Berset Alain · Bundesrat · 2017-06-07
Berset Alain · Bundesrat · Freiburg · 2017-06-07
Wortprotokoll
Il y a en réalité trois postulats qui chargent le Conseil fédéral de présenter une analyse coûts-bénéfices visant à évaluer les répercussions économiques à long terme des principaux modèles de congé parental. J'aimerais vous rappeler que le Conseil fédéral a adopté le rapport "Congé de paternité et congé parental. Etat des lieux et présentation de divers modèles", en réponse au postulat déposé au Conseil des Etats en 2011. Ce rapport présente la situation en Suisse et au niveau international, notamment dans les principaux Etats européens, concernant ces congés. Dans ce rapport, on trouve également une analyse des conséquences économiques possibles de huit modèles de congé; ces éléments existent donc déjà et ils sont disponibles. Cependant, nous avons pu nous baser uniquement sur des appréciations qualitatives et sur les coûts directs des allocations pour perte de gain, car seuls ces coûts directs peuvent être chiffrés avec une certaine précision. Ces coûts varieraient, selon le modèle de congé de paternité et de congé parental, entre 300 millions et 1,7 milliard de francs par année. Ce rapport a été transmis au Parlement, qui en a pris connaissance sans y donner aucune suite.

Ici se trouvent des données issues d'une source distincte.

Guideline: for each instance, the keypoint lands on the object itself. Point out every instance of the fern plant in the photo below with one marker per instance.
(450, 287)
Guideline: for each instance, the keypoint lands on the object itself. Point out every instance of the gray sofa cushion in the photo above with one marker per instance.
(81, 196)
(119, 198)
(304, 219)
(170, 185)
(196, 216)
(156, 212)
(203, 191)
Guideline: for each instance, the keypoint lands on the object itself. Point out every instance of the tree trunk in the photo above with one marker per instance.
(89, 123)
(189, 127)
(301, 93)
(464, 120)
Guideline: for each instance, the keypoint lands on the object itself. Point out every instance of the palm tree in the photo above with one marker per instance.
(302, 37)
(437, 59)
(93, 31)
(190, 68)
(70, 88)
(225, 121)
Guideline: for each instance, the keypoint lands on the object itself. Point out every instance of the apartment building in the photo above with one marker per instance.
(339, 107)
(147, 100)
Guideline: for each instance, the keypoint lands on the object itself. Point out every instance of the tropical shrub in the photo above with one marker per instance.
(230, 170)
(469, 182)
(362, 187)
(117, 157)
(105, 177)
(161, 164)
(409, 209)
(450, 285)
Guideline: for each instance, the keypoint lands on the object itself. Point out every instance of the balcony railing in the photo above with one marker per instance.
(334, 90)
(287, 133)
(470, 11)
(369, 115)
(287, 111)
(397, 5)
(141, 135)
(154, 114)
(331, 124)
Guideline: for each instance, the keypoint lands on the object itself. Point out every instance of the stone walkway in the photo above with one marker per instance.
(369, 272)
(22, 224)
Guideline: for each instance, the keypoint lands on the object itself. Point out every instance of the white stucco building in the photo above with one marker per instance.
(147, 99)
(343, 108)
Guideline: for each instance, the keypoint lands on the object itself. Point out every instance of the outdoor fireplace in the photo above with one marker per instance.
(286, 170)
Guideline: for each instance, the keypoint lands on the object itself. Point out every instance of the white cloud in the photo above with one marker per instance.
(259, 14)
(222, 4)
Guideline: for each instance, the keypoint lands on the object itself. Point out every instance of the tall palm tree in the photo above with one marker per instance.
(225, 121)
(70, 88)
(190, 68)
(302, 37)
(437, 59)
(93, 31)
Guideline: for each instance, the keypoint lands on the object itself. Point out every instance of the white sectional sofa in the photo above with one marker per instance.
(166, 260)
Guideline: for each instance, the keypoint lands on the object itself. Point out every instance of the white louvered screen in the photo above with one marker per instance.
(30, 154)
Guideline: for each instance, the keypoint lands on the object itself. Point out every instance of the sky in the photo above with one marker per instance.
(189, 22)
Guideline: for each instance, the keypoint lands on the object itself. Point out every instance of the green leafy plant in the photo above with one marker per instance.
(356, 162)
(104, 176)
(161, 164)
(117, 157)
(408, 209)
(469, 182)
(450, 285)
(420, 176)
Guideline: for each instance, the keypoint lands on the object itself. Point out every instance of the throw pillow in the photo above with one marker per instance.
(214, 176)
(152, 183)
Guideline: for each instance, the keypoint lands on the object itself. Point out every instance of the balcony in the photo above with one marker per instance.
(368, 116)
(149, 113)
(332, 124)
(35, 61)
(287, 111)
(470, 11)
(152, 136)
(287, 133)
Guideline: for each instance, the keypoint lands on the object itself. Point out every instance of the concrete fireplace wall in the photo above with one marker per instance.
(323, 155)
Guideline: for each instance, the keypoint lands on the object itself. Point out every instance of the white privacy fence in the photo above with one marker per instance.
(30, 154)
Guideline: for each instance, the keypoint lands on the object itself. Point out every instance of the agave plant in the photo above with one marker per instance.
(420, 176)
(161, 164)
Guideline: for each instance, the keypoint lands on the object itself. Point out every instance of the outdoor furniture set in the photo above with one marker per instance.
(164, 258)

La question de la plus-value d'une évaluation à long terme est importante, et les modélisations quantitatives demandées par les auteurs des postulats, pour mettre en évidence les conséquences économiques à long terme de ces différentes variantes de congé, ne nous semblent apporter que peu de plus-value, voire pas du tout. Ces modélisations reposeraient sur des hypothèses beaucoup trop nombreuses et beaucoup trop incertaines quant aux autres coûts indirects pour l'économie, à l'utilité du congé, au changement d'attitude face à l'emploi et aux modifications de la répartition des tâches au sein de la famille, pour que nous puissions fournir une analyse pertinente.
De nombreuses interventions parlementaires ont été déposées dans ce domaine depuis août 2015. Toutes ont été rejetées ou classées. C'est au mois d'avril 2016 que le Conseil national a discuté pour la dernière fois de l'introduction d'un congé paternité et il est intéressant de remarquer que, dans le cadre de cette discussion importante sur le principe, les éventuels effets macroéconomiques à long terme, tant positifs que négatifs, n'ont pas été abordés. Il s'agissait plus d'une réflexion sur l'opportunité d'aller de l'avant.
Les arguments de celles et ceux qui souhaitent avancer sont connus, ceux des opposants aussi. Nous pensons, dans ces conditions, que l'analyse demandée, qui ne permettrait pas d'aboutir à des conclusions claires et reposerait sur des hypothèses trop incertaines, ne permettrait probablement pas d'influencer de manière intéressante le débat ou d'alimenter de manière pertinente la discussion sur le congé parental.
J'ajoute encore - et c'est un événement récent - que nous avons pris connaissance, il y a quelques jours, du fait que l'association porteuse de l'initiative populaire pour un congé paternité aurait communiqué que l'initiative avait abouti. Le contenu de cette initiative est connu: elle demande que la disposition constitutionnelle qui prévoit l'institution d'une assurance-maternité soit modifiée de manière à être étendue à une assurance-paternité. Nous connaissons également le cadre du débat: au moins quatre semaines indemnisées et financées de manière analogue à l'allocation de maternité.
Ce sujet va donc être très rapidement remis sur le tapis et il nous paraît pertinent d'attendre, puisque la discussion va être présentée au Conseil fédéral, puis au Parlement. Nous verrons alors si, dans le cadre de ce débat concret, il faut envisager d'autres études ou des analyses plus approfondies.
Fort de cette argumentation, le Conseil fédéral estime que, aujourd'hui, une analyse coûts/bénéfices n'est pas opportune. C'est la raison pour laquelle nous vous invitons à rejeter ces postulats.